Apoyado sobre una rodilla, Howe no dejaba de maldecir con amargura mientras disparaba. Toda la situación le sacaba de quicio, los malditos somalíes, sus jefes, los idiotas de los rangers… incluso su munición. Después de tomarles una delantera progresiva como había aprendido tras innumerables horas de instrucción, es decir, encuadrándolos en su punto de mira y calculando unos centímetros por delante de ellos, apuntó a tres somalíes que corrían al otro lado de la calle a dos manzanas al norte. Lanzó dos o tres ráfagas aumentando rápidamente su delantera a cada disparo. Era un tirador experto y pensó que les había alcanzado, pero no podía asegurarlo porque los hombres siguieron corriendo hasta que cruzaron la calle y desaparecieron de su vista. Le molestó. Su arma era el rifle de infantería más sofisticado del mundo, un CAR-15 de reglamento, y estaba disparando la nueva bala de 5,56 milímetros de casquillo no sintetizado. Éste tenía una indentación de carburo de tungsteno en la punta, y agujereaba el metal, pero precisámente este poder de penetración significaba que sus balas atravesaban los blancos. Cuando los sammies estaban cerca, podía ver lo que sucedía cuando les disparaba. Las camisas se levantaban en el punto del impacto, como si alguien hubiera pinchado y arrancado la tela. Pero con las balas de casquillos no sintetizados era como clavarle a alguien un pico helado. La bala hacía un agujero pequeño y limpio y, a menos que le diera en el corazón o la espina dorsal, no bastaba para detener a un hombre en su carrera. Howe creía que debía dispararle a un tipo de cinco a seis veces sólo para llamar su atención. Solían tomarle el pelo a Randy Shughart porque descartó el rifle moderno y su munición y llevaba un M-14 de la época de Vietnam, que disparaba tiros de 7,62mm. sin el poder de penetración del nuevo casquillo no sintetizado. Cuando vio a aquellos sammies que no dejaban de correr, Howe pensó que Randy era el soldado más listo de la unidad. Tal vez su rifle era más pesado y, comparativamente, poco manejable, además provocaba ligeros culatazos, pero por su madre que derribaba a un hombre con una sola bala y, en medio de un combate, un tiro era a veces todo lo que le quedaba a uno. Si se dispara a alguien, se quiere ver a ese alguien muerto; no se quiere pasar las siguientes cinco horas preguntándose si se le ha dado o si le está esperando a uno entre los matorrales.

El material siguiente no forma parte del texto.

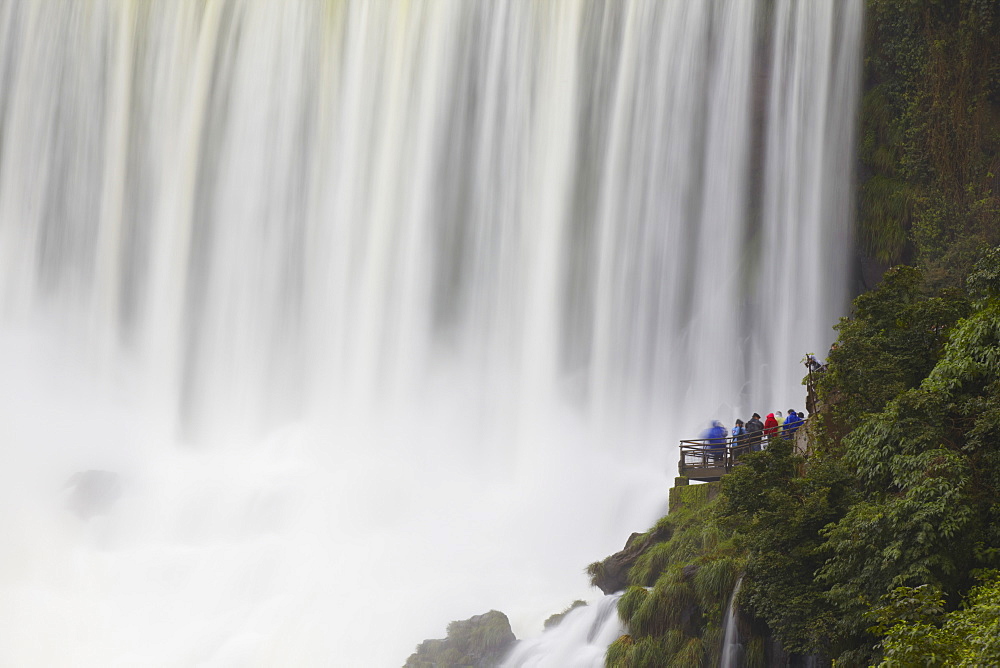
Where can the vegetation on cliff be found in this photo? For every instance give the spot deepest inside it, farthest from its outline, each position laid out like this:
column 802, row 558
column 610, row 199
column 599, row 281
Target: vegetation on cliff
column 882, row 544
column 930, row 134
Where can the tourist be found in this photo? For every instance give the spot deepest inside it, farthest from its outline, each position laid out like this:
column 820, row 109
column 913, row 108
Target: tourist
column 715, row 438
column 770, row 426
column 791, row 425
column 739, row 434
column 755, row 429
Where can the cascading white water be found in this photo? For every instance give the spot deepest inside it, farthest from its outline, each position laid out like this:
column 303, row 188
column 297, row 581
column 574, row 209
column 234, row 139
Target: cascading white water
column 580, row 639
column 731, row 648
column 389, row 313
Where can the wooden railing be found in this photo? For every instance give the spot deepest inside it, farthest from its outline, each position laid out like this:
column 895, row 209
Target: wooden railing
column 711, row 458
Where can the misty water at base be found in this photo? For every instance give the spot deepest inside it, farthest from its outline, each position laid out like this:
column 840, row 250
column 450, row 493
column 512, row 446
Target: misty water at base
column 383, row 315
column 580, row 639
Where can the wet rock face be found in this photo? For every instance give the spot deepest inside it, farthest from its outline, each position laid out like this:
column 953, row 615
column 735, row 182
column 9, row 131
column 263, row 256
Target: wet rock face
column 90, row 493
column 480, row 642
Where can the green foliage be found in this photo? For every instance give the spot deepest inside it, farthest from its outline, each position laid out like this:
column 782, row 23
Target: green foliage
column 918, row 631
column 929, row 139
column 479, row 641
column 554, row 620
column 890, row 344
column 778, row 516
column 928, row 471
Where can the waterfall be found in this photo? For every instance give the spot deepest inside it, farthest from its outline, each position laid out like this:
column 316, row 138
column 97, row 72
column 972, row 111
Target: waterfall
column 732, row 649
column 389, row 313
column 580, row 639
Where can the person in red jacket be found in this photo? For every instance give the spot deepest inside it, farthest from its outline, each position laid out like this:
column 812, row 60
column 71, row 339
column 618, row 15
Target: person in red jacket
column 770, row 427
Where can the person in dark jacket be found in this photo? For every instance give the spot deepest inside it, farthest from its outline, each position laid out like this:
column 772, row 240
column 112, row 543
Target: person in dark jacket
column 792, row 423
column 739, row 434
column 770, row 427
column 755, row 430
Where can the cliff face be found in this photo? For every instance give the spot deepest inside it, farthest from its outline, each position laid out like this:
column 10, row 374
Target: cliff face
column 929, row 153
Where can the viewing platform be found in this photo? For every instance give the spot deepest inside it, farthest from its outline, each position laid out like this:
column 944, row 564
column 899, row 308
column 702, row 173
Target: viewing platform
column 705, row 460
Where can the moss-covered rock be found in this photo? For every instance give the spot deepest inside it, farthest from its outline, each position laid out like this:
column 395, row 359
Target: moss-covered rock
column 558, row 617
column 477, row 642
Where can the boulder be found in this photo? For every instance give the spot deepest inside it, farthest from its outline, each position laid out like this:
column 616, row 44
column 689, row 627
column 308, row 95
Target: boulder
column 480, row 642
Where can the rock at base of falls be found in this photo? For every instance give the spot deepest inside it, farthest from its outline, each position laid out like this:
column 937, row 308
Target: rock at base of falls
column 480, row 641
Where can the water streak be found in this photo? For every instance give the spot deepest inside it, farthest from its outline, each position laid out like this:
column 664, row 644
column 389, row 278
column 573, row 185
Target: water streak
column 341, row 286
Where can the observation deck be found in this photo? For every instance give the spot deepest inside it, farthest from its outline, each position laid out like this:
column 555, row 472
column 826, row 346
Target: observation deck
column 705, row 460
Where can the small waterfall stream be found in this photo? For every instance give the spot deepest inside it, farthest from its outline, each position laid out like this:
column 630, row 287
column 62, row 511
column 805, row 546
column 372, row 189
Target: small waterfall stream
column 336, row 287
column 732, row 649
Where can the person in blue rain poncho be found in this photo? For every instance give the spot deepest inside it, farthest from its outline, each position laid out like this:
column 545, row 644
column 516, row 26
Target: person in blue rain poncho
column 716, row 437
column 792, row 423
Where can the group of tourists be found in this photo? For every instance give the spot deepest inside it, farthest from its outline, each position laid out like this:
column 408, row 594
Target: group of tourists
column 754, row 433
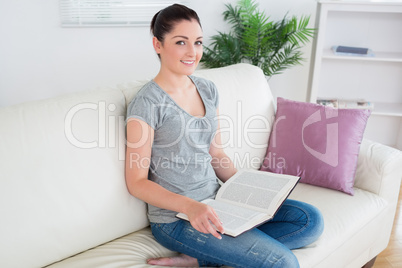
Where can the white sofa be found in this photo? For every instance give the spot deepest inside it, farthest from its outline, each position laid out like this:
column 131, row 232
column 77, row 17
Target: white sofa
column 64, row 201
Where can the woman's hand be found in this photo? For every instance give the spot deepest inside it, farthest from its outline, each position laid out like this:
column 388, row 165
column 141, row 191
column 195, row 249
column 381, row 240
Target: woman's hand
column 202, row 216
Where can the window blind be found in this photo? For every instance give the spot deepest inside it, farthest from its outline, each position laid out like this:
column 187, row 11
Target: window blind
column 92, row 13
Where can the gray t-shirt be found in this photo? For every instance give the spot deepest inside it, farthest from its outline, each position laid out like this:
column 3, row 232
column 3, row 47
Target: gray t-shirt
column 180, row 159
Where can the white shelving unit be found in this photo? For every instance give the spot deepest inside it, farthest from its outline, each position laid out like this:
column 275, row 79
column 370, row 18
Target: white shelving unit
column 378, row 79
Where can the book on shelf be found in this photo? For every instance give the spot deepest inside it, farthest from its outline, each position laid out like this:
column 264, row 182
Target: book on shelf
column 249, row 199
column 346, row 103
column 353, row 51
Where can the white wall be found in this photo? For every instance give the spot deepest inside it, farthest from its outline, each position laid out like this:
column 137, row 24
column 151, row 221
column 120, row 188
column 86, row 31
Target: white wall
column 39, row 59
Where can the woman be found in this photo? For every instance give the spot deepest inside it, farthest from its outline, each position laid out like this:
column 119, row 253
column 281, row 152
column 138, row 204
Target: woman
column 174, row 161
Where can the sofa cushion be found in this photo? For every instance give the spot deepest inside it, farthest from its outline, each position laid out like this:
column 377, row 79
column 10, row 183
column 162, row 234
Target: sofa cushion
column 348, row 217
column 246, row 110
column 318, row 143
column 62, row 173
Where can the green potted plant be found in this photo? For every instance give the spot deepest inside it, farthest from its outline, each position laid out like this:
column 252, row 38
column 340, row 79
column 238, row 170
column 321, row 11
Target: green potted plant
column 271, row 45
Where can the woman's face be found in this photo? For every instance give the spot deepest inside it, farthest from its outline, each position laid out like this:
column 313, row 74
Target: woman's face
column 181, row 49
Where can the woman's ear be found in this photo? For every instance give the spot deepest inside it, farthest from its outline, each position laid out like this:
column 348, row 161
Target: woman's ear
column 157, row 44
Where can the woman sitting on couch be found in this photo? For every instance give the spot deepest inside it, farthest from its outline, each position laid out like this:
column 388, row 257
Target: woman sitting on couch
column 171, row 127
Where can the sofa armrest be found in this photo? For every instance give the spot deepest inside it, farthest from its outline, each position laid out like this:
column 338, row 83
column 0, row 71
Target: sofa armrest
column 379, row 170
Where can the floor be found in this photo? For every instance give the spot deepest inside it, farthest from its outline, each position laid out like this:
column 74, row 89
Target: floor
column 392, row 256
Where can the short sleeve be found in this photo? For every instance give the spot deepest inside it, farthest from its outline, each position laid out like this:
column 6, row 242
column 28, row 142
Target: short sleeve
column 214, row 94
column 144, row 109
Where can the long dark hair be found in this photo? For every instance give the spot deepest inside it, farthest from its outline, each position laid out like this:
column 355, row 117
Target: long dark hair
column 163, row 21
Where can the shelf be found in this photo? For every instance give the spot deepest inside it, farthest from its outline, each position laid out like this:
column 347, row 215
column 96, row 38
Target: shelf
column 379, row 56
column 387, row 109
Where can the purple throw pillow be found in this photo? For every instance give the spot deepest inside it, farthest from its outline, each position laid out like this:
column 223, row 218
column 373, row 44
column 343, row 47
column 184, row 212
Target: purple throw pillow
column 318, row 143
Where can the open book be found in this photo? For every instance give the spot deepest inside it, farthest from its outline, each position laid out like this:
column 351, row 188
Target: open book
column 249, row 198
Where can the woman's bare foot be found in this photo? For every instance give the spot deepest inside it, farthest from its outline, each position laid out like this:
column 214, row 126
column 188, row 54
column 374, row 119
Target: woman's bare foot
column 178, row 261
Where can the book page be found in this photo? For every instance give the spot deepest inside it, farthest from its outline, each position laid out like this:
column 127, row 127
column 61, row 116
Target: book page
column 262, row 191
column 235, row 219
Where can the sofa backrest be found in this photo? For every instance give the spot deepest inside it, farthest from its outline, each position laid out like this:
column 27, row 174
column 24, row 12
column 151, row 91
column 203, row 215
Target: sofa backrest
column 62, row 187
column 247, row 112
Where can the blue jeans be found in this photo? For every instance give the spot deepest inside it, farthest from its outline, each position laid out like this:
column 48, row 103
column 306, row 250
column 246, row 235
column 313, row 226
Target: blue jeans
column 295, row 225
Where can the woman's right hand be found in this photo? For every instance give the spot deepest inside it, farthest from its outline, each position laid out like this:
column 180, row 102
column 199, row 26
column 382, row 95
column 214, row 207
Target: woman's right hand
column 202, row 217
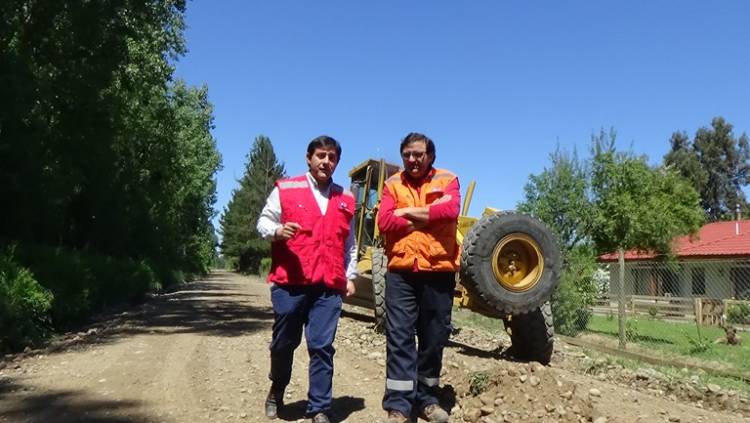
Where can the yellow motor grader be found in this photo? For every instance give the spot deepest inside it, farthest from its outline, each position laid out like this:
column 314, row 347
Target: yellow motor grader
column 510, row 264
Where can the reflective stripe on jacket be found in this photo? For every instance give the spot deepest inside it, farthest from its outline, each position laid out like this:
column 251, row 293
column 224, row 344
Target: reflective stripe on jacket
column 315, row 254
column 432, row 248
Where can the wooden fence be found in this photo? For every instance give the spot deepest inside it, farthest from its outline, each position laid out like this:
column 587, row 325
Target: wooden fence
column 707, row 311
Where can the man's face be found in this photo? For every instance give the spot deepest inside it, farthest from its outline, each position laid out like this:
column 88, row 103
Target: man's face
column 417, row 161
column 322, row 162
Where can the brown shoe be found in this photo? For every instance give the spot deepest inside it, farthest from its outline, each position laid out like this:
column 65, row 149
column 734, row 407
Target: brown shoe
column 321, row 418
column 274, row 402
column 435, row 413
column 395, row 416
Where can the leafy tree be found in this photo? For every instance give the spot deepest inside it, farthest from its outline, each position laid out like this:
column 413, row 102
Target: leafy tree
column 241, row 241
column 102, row 154
column 716, row 163
column 559, row 197
column 613, row 201
column 636, row 206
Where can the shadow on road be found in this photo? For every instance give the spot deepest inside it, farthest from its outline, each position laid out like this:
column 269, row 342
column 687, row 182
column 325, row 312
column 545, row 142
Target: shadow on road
column 63, row 407
column 216, row 306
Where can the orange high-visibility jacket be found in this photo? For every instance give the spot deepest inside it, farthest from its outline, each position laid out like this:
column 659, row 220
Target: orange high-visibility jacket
column 432, row 248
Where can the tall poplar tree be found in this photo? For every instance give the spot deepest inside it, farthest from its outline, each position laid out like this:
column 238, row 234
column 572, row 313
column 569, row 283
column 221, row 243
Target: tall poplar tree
column 717, row 164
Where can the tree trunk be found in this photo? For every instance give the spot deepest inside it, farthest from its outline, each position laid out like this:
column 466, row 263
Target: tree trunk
column 621, row 305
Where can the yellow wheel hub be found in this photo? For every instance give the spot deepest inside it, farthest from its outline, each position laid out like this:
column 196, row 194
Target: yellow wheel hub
column 517, row 262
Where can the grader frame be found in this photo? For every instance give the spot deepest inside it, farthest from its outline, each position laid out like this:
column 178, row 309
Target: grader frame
column 509, row 264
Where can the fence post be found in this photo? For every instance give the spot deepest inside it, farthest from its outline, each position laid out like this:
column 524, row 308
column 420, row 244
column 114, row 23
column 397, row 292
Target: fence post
column 621, row 305
column 699, row 310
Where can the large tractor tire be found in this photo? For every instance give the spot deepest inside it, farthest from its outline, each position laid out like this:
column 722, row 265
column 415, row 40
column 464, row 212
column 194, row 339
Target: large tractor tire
column 379, row 267
column 532, row 334
column 511, row 261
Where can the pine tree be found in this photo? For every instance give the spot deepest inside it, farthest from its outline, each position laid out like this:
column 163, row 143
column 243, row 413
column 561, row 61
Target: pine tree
column 717, row 164
column 241, row 243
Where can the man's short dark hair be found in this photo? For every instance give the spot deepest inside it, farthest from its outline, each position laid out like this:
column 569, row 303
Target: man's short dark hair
column 323, row 141
column 415, row 137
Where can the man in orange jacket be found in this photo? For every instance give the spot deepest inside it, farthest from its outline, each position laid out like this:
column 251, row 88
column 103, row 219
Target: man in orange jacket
column 418, row 218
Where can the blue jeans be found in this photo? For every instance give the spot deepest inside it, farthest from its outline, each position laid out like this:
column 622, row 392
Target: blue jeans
column 317, row 309
column 416, row 303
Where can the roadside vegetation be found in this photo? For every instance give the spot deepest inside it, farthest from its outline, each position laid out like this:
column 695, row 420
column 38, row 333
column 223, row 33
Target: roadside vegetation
column 107, row 162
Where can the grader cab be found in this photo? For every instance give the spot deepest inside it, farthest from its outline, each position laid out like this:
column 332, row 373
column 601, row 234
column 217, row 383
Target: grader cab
column 510, row 264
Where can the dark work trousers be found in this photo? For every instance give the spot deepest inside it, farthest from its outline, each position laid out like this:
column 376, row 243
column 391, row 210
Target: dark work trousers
column 317, row 309
column 416, row 303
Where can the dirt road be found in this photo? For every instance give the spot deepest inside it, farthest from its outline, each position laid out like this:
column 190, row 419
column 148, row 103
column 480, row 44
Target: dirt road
column 200, row 355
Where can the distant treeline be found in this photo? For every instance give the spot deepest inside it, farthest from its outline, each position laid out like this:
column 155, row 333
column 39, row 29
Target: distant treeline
column 107, row 164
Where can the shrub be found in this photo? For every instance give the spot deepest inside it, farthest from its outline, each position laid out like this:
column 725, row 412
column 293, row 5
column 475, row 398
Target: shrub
column 478, row 382
column 24, row 306
column 574, row 296
column 738, row 314
column 83, row 283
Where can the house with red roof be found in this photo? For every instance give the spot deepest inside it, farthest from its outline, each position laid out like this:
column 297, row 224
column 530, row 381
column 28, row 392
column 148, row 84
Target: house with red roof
column 715, row 263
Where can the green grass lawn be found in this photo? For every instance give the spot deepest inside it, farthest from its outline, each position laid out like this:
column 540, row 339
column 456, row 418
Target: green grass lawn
column 675, row 339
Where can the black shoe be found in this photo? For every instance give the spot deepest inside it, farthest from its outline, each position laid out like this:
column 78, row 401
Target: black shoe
column 320, row 418
column 274, row 402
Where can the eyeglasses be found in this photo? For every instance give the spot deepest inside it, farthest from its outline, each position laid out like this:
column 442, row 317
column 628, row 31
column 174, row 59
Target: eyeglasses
column 418, row 155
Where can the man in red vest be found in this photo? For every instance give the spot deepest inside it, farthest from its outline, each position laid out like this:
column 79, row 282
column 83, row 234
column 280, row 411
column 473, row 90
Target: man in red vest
column 418, row 218
column 308, row 220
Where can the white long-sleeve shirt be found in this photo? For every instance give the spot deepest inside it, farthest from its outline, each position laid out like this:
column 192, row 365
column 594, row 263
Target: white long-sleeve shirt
column 270, row 220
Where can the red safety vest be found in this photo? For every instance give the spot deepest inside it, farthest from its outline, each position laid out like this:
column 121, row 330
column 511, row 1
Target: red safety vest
column 315, row 254
column 433, row 248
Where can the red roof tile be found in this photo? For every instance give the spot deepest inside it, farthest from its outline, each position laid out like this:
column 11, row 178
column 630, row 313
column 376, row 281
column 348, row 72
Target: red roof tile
column 718, row 239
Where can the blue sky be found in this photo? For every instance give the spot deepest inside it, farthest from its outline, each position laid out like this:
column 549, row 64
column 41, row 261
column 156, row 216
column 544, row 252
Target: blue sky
column 496, row 84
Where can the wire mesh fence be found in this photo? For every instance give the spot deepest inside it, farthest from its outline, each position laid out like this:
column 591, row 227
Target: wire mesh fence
column 683, row 308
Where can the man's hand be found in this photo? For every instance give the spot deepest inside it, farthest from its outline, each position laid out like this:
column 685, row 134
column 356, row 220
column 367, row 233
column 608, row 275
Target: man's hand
column 444, row 199
column 287, row 230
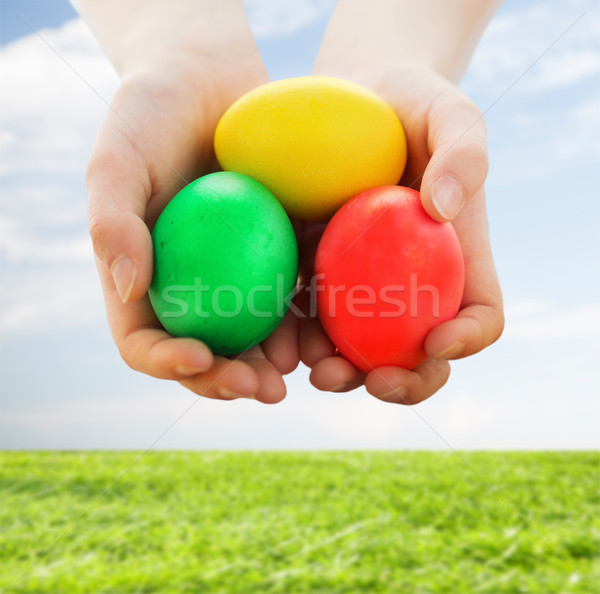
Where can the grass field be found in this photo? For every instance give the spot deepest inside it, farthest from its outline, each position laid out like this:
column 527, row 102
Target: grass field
column 375, row 522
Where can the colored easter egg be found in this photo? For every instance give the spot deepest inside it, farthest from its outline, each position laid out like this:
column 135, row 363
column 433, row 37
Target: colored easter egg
column 387, row 274
column 313, row 141
column 225, row 262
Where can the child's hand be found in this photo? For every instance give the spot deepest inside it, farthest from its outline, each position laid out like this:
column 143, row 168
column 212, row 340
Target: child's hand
column 447, row 160
column 156, row 138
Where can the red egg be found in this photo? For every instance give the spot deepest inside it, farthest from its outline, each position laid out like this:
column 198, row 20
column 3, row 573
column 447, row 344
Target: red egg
column 386, row 275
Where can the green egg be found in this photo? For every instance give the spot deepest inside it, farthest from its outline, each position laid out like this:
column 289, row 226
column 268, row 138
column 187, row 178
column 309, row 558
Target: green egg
column 225, row 263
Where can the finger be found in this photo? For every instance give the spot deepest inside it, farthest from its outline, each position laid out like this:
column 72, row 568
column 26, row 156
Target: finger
column 271, row 387
column 402, row 386
column 336, row 374
column 314, row 345
column 480, row 321
column 226, row 380
column 144, row 345
column 459, row 162
column 281, row 347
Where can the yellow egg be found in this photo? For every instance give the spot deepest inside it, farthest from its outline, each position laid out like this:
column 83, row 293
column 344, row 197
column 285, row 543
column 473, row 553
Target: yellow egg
column 314, row 141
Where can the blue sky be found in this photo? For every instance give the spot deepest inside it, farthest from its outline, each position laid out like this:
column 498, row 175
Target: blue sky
column 62, row 381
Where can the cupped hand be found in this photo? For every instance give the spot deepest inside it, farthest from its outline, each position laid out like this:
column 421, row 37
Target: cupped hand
column 447, row 162
column 156, row 138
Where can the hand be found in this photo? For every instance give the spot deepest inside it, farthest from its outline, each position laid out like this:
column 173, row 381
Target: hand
column 156, row 138
column 447, row 161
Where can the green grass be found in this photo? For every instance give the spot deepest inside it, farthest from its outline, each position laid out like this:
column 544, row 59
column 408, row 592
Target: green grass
column 336, row 522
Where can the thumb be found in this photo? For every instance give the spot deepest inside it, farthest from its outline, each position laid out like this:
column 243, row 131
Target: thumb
column 118, row 189
column 459, row 162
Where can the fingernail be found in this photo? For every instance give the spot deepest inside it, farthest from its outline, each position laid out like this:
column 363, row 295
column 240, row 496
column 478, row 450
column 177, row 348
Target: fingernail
column 451, row 351
column 123, row 273
column 448, row 196
column 225, row 393
column 187, row 370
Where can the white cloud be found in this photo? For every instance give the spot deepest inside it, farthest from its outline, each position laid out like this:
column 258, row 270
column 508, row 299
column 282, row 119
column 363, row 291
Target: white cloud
column 48, row 120
column 273, row 18
column 48, row 298
column 19, row 245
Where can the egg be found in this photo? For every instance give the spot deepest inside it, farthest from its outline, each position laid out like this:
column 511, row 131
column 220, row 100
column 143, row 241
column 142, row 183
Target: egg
column 313, row 141
column 387, row 274
column 225, row 263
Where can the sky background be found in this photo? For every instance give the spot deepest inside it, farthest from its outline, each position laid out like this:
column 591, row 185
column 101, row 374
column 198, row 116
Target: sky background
column 62, row 382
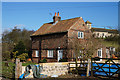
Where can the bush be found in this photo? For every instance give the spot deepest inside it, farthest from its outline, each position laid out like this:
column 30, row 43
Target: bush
column 63, row 60
column 8, row 71
column 43, row 61
column 23, row 56
column 28, row 63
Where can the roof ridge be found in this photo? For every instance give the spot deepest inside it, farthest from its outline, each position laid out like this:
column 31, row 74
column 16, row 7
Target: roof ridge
column 63, row 20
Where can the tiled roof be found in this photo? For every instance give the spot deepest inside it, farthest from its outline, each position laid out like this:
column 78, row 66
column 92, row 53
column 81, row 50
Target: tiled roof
column 60, row 26
column 105, row 30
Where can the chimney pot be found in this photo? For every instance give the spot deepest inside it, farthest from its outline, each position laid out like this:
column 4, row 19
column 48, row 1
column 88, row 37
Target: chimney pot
column 58, row 14
column 55, row 13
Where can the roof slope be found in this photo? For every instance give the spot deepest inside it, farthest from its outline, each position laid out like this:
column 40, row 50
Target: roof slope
column 105, row 30
column 60, row 26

Howe se hallaba en un buen lugar. No tenía nada delante o detrás de él susceptible de detener una bala, pero había un árbol a unos seis metros al sur contra la pared oeste de la calle que impedía que pudieran verle desde esa dirección. El árbol grande al otro lado del callejón donde Nelson, Twombly y los otros estaban apostados impedía que lo vieran desde el norte. Por consiguiente, el fornido sargento Delta se podía arrodillar a un metro y medio de la pared y escoger blancos en el norte con toda impunidad. Así era en la batalla. Había unos lugares más seguros que otros. En la parte superior de la cuesta, estaba Hooten tumbado boca abajo y con una lluvia de balas a su alrededor, cuando vio que Howe y sus hombres cruzaban la intersección. Pensó que cómo podían estar haciendo aquello. Según el ángulo visual, en algunos puntos se podía poner uno en pie y combatir sin dificultad, mientras que, a pocos metros de distancia, el fuego podía ser tan intenso que no se podía hacer otra cosa que agacharse para protegerse y permanecer oculto. Howe reconocía que había encontrado una zona segura. Disparaba con método y ahorraba munición.
Cuando vio que Perino, Smith y Elliot descendían con sigilo hasta una posición similar al otro lado de la calle, se imaginó que intentaban hacer lo que él. Salvo que en aquel lado de la calle no había árboles donde ponerse a cubierto.
Les gritó con voz impaciente, pero en medio del ruido no le oyeron.